Die entscheidende Frage lautet jedoch: "Was hätten die Mittelmächte durch eine solche hinhaltende Kriegführung gewinnen können?" Den Gedanken, der U-Boot-Krieg könne die Entscheidung bringen, hatte man schon aufgeben müßen. Somit konnte die Entscheidung nur beim Heer liegen. 
Hier aber lagen gewichtige Gründe vor, um  b a l d i g s t  von der Verteidigung zum Angriff über zu gehen. Was war denn vom Gegner zu erwarten? Es war durchaus anzunehmen, daß er warten würde, bis  e r  zur Offensive bereit war! Diese Zeit durfte ihm die OHL nicht lassen. 
Wie schon allein dieser Umstand den Zwang zum Angriff bedeutete, so lagen noch andere Gründe vor, um diesen Druck zu verstärken.

Wie man aus der Lage der deutschen Verbündeten erkennen konnte, reichte deren Kraft nicht mehr lange zur Weiterführung des Krieges aus. Sie wurde nur noch durch die Hoffnung auf einen deutschen Sieg im Westen getragen.
Aber auch die Zustände im deutschen Heer und in der Heimat gaben zur Sorge anlaß. Daß die großen Verteidigungsschlachten verlustreicher waren und zermürbender wirkten als der Angriff, hatte der bisherige Verlauf des Krieges erwiesen. Auch die immer schwieriger werdende Ersatzlage drängte dazu, die Entscheidung zu beschleunigen. Auch für die Truppe waren die monatelangen Abwehrschlachten schwerer zu ertragen als ein großer Angriff, Somme- und Flandernschlacht hatten das bewiesen. Die körperlichen Leiden und Entbehrungen, der seelische Druck und die enorme Übermüdung wurden auf Dauer unerträglich. Man war sich daher in der ganzen Truppe einig, dann lieber einen schweren Angriff zu wagen, um endlich aus den Gräben und Trichtern heraus zu kommen.
Das Heer war zu dieser Zeit durchaus noch zu einem großen Angriff imstande. Seit 1914 waren die Truppen im Westen dazu nun auch zahlenmäßig stark genug, wenn die Kräfte am entscheidenden Punkt zusammen gezogen wurden. Und auch Clausewitz sagt: "Der Angriff ist die stärkste Form des Krieges, er allein führt die Entscheidung herbei; er verleiht der Truppe Schwung und hebt ihren Geist." Die konsequente Ausbildung in Friedenszeiten hatte daher den Angriff immer in den Vordergrund gestellt, hierin lag die Stärke des deutschen Heeres.
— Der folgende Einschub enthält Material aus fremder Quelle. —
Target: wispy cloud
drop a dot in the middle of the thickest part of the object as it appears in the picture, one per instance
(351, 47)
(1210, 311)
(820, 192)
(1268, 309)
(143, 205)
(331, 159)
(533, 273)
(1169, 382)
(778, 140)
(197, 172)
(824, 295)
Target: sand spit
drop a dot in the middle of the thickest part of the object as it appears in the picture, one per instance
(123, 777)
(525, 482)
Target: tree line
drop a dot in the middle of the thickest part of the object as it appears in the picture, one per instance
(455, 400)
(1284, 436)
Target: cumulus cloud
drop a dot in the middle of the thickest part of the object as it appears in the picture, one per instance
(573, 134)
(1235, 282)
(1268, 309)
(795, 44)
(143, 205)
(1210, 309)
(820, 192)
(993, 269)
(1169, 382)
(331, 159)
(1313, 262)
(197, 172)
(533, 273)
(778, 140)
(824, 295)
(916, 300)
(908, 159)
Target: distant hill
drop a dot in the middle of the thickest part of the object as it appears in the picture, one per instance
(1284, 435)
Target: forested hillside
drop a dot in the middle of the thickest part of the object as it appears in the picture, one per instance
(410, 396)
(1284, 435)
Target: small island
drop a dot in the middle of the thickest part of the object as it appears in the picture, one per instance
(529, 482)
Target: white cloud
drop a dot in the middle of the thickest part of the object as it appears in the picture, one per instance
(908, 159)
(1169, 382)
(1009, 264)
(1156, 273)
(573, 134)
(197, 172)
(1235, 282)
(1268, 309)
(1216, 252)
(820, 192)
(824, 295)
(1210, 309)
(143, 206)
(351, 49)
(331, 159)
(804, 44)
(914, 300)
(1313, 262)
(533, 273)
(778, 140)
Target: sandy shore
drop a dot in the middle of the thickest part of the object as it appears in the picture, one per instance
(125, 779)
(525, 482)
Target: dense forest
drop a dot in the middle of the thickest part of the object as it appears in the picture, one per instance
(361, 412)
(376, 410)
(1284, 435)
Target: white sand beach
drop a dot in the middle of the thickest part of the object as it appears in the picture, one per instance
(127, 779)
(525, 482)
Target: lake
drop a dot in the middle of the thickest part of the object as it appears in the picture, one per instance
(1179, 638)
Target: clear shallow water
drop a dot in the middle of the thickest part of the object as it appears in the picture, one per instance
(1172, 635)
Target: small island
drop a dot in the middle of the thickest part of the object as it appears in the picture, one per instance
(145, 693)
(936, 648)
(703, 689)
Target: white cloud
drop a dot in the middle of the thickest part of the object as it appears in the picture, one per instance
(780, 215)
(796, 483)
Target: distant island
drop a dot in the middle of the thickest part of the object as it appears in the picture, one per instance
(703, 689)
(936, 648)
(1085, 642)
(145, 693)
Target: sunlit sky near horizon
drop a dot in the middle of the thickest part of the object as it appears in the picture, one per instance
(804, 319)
Somit drängten alle Umstände zum Angriff. Schwierig war die Frage zu entscheiden, wo man angreifen sollte.

General Ludendorff hatte den Gedanken, die Offensive im Osten fortzusetzen, erwogen, dann aber mit Recht aus militärischen und politischen Gründen abgelehnt. Auch einen Angriff auf Saloniki, um die Orientarmee der Entente endgültig vom Balkan zu vertreiben, verwarf er, so wünschenswert er eine solche Operation auch hielt. Der Angriff wärte nicht leicht gewesen und hätte starke Kräfte gefordert, auch der Zeitfaktor spielte eine Rolle.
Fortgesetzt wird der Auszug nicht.